No Waiver of Arbitration Clause Even After Years of Litigation, Because Arbitration Demand, Pre-AT&T v. Concepcion, Would Have Been Futile

Chassen v. Fidelity Nat’l Financial, Inc., 836 F.3d 291 (3d Cir. 2016).  [Disclosure:  I was an expert witness for plaintiffs in this case, but my Declaration and deposition testimony was not the subject of, or referred to in, this opinion].  This was a putative class action involving allegedly improper charges, ranging from $70 to $350, stemming from the recording of deeds and mortgages.  Though there were arbitration clauses in defendants’ contracts with plaintiffs and class members, defendants litigated the case in court for nearly two and one-half years without invoking those clauses.  After the Supreme Court of the United States issued its 5-4 ruling in AT&T Mobility LLC v.
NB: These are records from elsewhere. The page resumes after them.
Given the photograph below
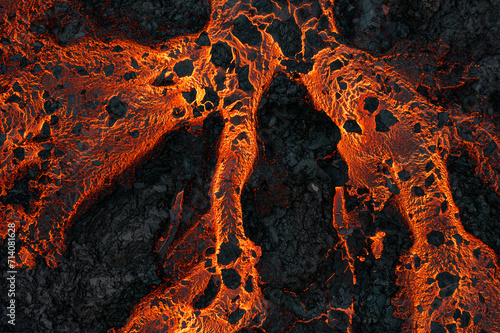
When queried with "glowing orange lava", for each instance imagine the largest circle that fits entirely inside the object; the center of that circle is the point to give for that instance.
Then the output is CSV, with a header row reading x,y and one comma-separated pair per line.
x,y
70,118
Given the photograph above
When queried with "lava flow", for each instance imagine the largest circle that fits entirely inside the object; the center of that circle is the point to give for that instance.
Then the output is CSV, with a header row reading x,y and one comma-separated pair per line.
x,y
79,112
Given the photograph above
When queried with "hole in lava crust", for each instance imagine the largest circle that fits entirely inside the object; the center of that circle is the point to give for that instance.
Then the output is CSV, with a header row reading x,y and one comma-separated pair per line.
x,y
110,263
478,203
287,205
147,21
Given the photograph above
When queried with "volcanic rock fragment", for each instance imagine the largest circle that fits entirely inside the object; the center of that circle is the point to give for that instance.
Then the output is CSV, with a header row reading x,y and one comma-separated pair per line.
x,y
203,40
211,99
209,294
384,120
108,70
448,283
435,238
404,175
288,35
184,68
116,108
371,104
189,96
352,126
51,106
163,79
19,153
228,253
236,316
243,81
231,278
222,55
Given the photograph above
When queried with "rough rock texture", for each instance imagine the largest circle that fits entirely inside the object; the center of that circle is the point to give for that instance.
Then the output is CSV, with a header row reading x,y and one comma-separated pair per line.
x,y
288,211
110,263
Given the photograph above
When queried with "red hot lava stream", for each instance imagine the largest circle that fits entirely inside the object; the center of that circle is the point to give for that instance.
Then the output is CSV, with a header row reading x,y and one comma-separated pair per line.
x,y
69,132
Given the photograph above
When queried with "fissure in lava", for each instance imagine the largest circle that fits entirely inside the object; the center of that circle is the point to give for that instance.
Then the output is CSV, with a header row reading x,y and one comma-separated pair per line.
x,y
297,118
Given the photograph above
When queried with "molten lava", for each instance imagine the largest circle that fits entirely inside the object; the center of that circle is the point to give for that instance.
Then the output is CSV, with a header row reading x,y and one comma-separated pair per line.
x,y
76,116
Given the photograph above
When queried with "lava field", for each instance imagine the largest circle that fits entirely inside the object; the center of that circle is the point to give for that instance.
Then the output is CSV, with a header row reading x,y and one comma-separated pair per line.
x,y
265,166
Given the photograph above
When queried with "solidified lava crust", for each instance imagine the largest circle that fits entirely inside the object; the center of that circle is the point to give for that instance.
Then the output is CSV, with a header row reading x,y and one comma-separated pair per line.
x,y
250,166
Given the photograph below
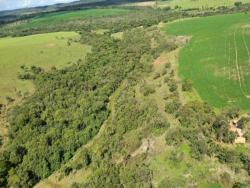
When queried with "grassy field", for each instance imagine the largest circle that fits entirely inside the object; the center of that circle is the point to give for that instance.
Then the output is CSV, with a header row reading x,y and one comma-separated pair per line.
x,y
56,18
217,59
187,4
44,50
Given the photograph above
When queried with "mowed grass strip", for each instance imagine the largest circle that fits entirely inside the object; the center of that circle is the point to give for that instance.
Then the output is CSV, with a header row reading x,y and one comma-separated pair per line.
x,y
43,50
217,59
62,17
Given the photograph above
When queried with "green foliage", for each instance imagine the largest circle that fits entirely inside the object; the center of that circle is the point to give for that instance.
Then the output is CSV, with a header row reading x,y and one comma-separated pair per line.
x,y
70,105
221,127
200,63
172,107
147,89
187,85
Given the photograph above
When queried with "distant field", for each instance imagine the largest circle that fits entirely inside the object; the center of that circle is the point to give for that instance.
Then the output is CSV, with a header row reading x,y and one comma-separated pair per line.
x,y
56,18
186,4
45,50
217,59
200,3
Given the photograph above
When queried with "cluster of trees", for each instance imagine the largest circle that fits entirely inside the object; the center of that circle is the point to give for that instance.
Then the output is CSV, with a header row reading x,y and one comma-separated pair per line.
x,y
70,105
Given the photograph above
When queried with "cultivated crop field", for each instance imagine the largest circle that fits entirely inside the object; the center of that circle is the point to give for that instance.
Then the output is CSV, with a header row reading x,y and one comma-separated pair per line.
x,y
44,50
186,4
217,59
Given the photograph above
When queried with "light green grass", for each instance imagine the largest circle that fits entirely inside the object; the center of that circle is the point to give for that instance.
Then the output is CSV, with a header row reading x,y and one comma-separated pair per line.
x,y
62,17
186,4
217,58
44,50
185,169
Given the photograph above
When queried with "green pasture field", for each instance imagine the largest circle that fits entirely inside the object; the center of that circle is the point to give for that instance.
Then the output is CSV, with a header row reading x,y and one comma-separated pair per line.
x,y
43,50
217,59
61,17
187,4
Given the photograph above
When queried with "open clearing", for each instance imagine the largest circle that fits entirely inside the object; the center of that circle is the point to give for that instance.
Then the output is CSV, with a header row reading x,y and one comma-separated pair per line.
x,y
188,4
44,50
217,59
Concepcion, 563 U.S. 333 (2011), however, defendants for the first time demanded individual (or “bipolar,” as opposed to classwide) arbitrations with each plaintiff.

The District Court granted that motion as all but two plaintiffs, finding that because it would have been “futile” for defendants to have demanded arbitration prior to Concepcion, defendants had not waived bipolar arbitration..  Plaintiffs sought review under 28 U.S.C. §1292(b), and the Third Circuit certified issues for review.  Today, in a 2-1 decision, the Third Circuit affirmed.  Judge Smith wrote the majority opinion, in which Judge Roth joined.  Judge Rendell dissented, and hers was the more persuasive opinion.

The majority ruled that, due to the state of New Jersey law prior to Concepcion, it would have been futile for defendants to demand bipolar arbitration.  If defendants essentially had no right to bipolar arbitration, there was nothing to waive and therefore there could be no waiver of bipolar arbitration.  The majority adopted a definition of “futile” that entailed the question of whether relief sought was “almost certain” to be denied.  Viewing the issue of bipolar arbitration through the lens of Muhammad v. County Bank of Rehoboth Beach, 189 N.J.1 (2006), and Homa v. American Express Co., 558 F.3d 225 (3d Cir. 2009), the majority found that if defendants had tried to seek bipolar arbitration before Concepcion, such an application was “almost certain” to fail in light of those cases.

As often occurs in litigation, however, controlling the definition of the question to be answered was critical to the result here.  The arbitration clauses themselves, as Judge Rendell noted, did not (unlike in Muhammad) purport to prohibit class arbitration.  Instead, they were silent.  Thus, “[i]f the Defendants had sought individual arbitration at the outset of the case, this silence might have been interpreted to mean that the parties simply did not contemplate class arbitration.  Or it might have been construed as permitting class arbitration.  Surely, it would not have been futile for them to move to enforce these clauses at that time.”

Judge Rendell rightly focused on whether a motion to compel bipolar arbitration based on the arbitration clauses, whatever they might be found to mean, might have succeeded.  The majority, however, asked a different question:  could defendants have won a ruling in favor of bipolar arbitration, as opposed to class arbitration?  The majority opinion went on at length about how the two types of arbitration are different, and the fact that defendants prefer to avoid class arbitration.  These defendants might have ended up with a class arbitration had they invoked the arbitration clauses in timely fashion.  What they wanted, however, was bipolar arbitration, and the fact that cases involving differently worded arbitration clauses appeared to foreclose that meant that any attempt to seek bipolar arbitration prior to Concepcion was futile, according to the majority.

The real problem for defendants here, and for the majority opinion, was that the arbitration clauses left room for class arbitration.  That is likely why defendants  did not timely seek to invoke those clauses in order to obtain bipolar arbitration.  They might indeed have gotten what they wanted if they had asked, as Judge Rendell correctly concluded.  For the majority to have posed the question in terms other than whether the contractual language, defendants’ own verbiage, could have allowed bipolar arbitration had defendants timely sought it, was mistaken.

Other Circuits have ruled in different ways in this area.  It is likely that plaintiffs will seek en banc review, and such review deserves to be granted.